- Hilliger National Park (●) is in the Shire of Nannup in the South West region
- Type: National park
- Location: South West region
- Coordinates: 34°14′40″S 115°39′07″E﻿ / ﻿34.244565°S 115.651951°E
- Area: 16,962 ha (41,910 acres)
- Established: 2004
- Administrator: Department of Biodiversity, Conservation and Attractions

= Hilliger National Park =

National park in Western Australia

Hilliger National Park is a national park in the South West region of Western Australia, 304 km south of Perth. It is located in the Shire of Nannup, with the Milyeannup National Park bordering to the north and the Easter National Park to the east. The park is located in the Jarrah Forest and Warren bioregions.
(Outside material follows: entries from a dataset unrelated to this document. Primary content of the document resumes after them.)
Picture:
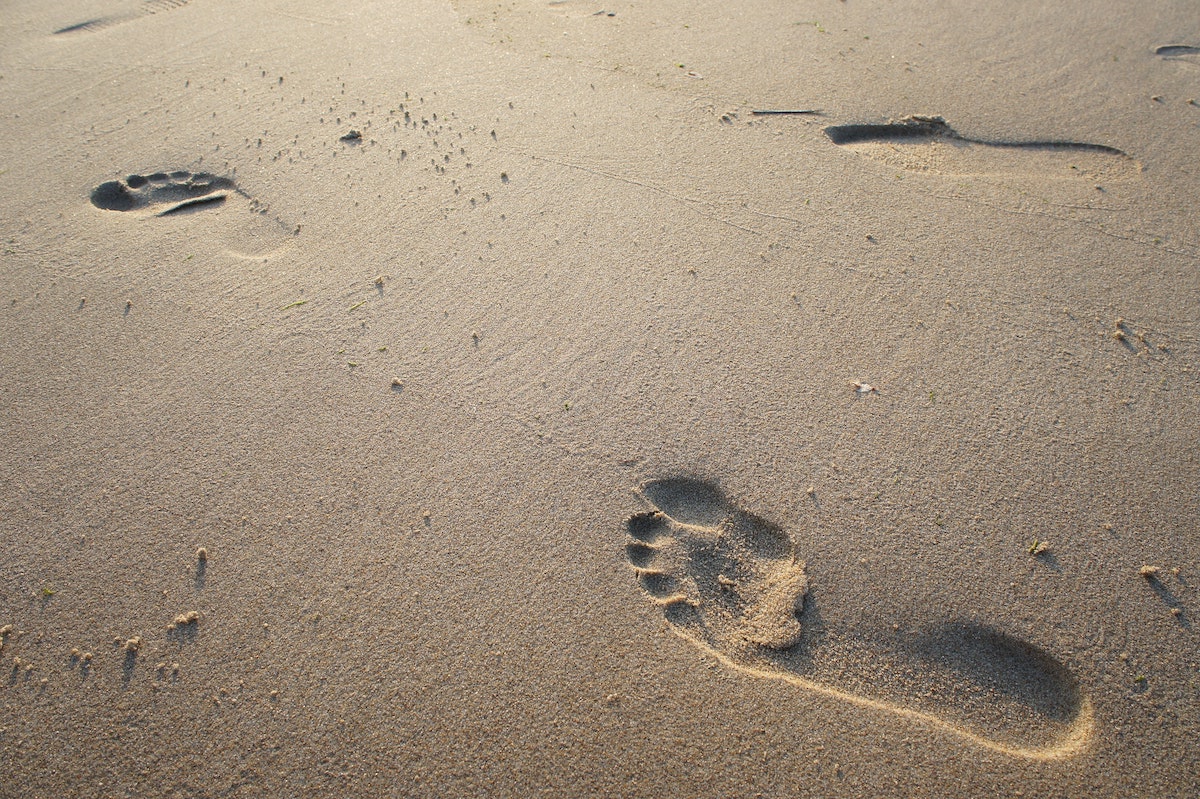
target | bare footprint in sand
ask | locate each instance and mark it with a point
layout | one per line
(144, 8)
(247, 229)
(732, 584)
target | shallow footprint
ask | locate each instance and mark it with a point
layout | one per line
(100, 23)
(177, 191)
(249, 230)
(731, 583)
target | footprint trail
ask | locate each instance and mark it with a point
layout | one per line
(145, 8)
(178, 190)
(732, 584)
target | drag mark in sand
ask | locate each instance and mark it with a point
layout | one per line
(1176, 50)
(929, 144)
(731, 583)
(145, 8)
(179, 191)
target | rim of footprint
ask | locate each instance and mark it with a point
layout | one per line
(177, 191)
(732, 584)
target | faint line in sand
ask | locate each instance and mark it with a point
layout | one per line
(684, 200)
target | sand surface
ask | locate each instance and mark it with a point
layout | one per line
(553, 425)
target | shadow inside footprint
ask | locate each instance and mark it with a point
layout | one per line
(177, 190)
(1000, 665)
(731, 583)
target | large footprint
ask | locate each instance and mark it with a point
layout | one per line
(732, 584)
(163, 192)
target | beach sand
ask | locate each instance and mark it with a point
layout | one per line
(480, 398)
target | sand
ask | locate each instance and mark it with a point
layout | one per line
(555, 425)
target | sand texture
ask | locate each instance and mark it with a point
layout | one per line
(484, 398)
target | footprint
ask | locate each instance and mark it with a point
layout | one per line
(177, 190)
(249, 230)
(929, 144)
(732, 584)
(145, 8)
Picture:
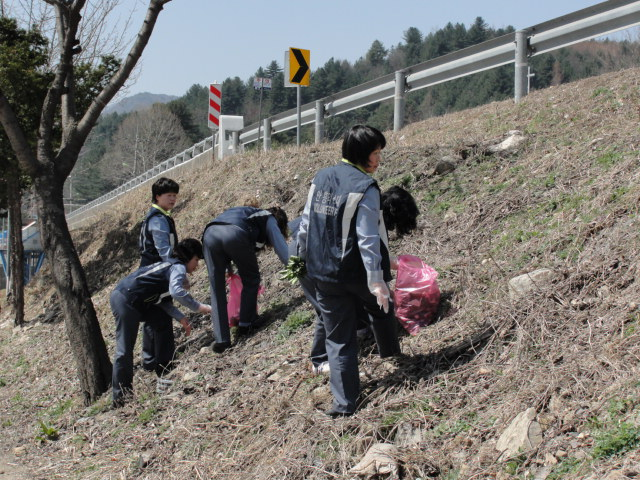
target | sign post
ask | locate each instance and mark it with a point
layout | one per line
(297, 65)
(215, 101)
(260, 83)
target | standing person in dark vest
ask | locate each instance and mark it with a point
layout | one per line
(235, 235)
(343, 240)
(136, 299)
(158, 237)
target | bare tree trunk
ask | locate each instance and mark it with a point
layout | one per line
(16, 260)
(81, 321)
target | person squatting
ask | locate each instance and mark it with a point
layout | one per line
(341, 236)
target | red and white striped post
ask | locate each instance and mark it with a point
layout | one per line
(215, 99)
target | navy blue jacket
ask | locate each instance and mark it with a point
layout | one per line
(148, 252)
(332, 253)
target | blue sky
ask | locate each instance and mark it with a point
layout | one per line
(202, 41)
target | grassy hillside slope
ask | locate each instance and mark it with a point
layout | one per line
(566, 199)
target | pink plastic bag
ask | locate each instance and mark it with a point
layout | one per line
(416, 294)
(234, 282)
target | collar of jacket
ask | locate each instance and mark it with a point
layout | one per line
(165, 212)
(354, 165)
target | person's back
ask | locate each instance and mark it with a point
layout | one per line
(158, 235)
(158, 238)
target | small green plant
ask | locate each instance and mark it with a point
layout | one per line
(295, 269)
(406, 180)
(453, 474)
(392, 418)
(608, 159)
(147, 415)
(602, 91)
(624, 438)
(47, 432)
(513, 465)
(60, 408)
(569, 466)
(100, 406)
(294, 322)
(620, 406)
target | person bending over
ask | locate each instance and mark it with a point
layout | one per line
(236, 235)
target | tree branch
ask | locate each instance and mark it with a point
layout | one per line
(17, 138)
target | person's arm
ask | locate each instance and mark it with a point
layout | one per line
(161, 233)
(368, 235)
(304, 225)
(277, 240)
Hilliger National Park was created as Class A reserve No. 47668 on 30 November 2004 with a size of 16,962 hectare as one of nine national parks proclaimed in the state that day.

The national park was named after Johannes Hilliger, a former employee of the Forests Department, who died fighting a bushfire at Barlee Brook in 1958. The Wiltshire-Butler National Park, further to the north-west, was named John Francis Wiltshire-Butler for the same reason, having also died fighting the 1958 fire. Four men died in the fire - Robert Henry Johnston, George McCorkill were the other two victims who are memorialised in Nannup.